When the group finally filled the stage (and they did indeed fill it), Conductor Gershon brought down his baton to a mighty ‘O Fortuna’ and we were off. There is little to comment upon in those exciting measures, but I was floored by the presence of the opening chords – not the loudness per se, but the manner in which the music seemed to occupy every nook and cranny of the entire hall.

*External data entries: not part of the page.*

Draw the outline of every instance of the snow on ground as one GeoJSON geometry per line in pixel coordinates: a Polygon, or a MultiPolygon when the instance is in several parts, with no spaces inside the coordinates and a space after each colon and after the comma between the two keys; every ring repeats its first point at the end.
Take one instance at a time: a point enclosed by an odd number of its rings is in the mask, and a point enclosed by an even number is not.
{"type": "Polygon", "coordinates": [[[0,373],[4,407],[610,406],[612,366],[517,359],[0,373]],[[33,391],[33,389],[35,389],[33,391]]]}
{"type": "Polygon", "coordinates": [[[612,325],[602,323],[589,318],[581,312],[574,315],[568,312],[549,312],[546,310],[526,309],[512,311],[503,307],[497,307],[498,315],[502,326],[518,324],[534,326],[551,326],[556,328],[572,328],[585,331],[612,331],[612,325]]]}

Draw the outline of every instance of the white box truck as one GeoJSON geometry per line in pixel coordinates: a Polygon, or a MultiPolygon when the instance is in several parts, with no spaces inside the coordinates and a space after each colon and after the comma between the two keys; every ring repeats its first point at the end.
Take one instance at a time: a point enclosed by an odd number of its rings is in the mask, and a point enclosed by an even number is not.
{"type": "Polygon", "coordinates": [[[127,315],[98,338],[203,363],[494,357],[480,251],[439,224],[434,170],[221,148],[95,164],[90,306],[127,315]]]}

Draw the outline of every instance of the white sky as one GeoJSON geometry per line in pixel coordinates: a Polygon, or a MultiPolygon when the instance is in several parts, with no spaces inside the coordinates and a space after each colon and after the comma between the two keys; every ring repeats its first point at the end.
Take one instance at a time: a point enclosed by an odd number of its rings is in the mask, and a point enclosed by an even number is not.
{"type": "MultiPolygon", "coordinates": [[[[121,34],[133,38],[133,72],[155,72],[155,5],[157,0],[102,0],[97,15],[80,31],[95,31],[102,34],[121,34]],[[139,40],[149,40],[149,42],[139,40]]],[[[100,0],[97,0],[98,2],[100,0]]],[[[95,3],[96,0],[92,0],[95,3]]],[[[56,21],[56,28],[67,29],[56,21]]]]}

There are 24 individual sections to Carmina Burana (and a ‘full circle’ repeated opening), and each section had its own striking or ecstatic moment. A few of the highlights were:
-The three vocal soloists: So Young Park, whose ‘Dulcissime’ was even sweeter than its subject; Nicholas Phan, whose goose may have been cooking but when singing seemed not to break a sweat, even at the top of his range; Stephen Powell, whose beauty of expression, surprising range, tonal variety and earthly dignity won the afternoon;
-The breathtaking perfection-in-chaos of the chorus in the multiple beauties of ‘Floret silva’ contrasting with the dynamism of ‘Veni, veni, venias’ and the delightful entreaties (and sly double entendres) in ‘Tempus est iocundum’;
-The multi-faceted orchestra and individual players who easily mastered highs, lows and a multitude of middle ranges;
-The amazing variety and breadth of this composition, gleaned from the thinnest of sources, repackaged in ways both modern and ancient, and brought together by Grant Gershon, whose talents are appreciated in local circles but who deserves an occasional ‘bigger podium’.
The full title of the piece is Carmina Burana: Cantiones profanæ cantoribus et choris cantandæ comitantibus instrumentis atque imaginibus magicis, which translates as ‘Songs of Beuern: Secular songs for singers and choruses to be sung together with instruments and magic images’. Every one of Orff’s promises, including the ‘magic images’, was realized in this performance. There was no ‘lingering silence’ at the conclusion: the entire audience rose from their seats to pay homage to the majesty of it. Ecce gratum!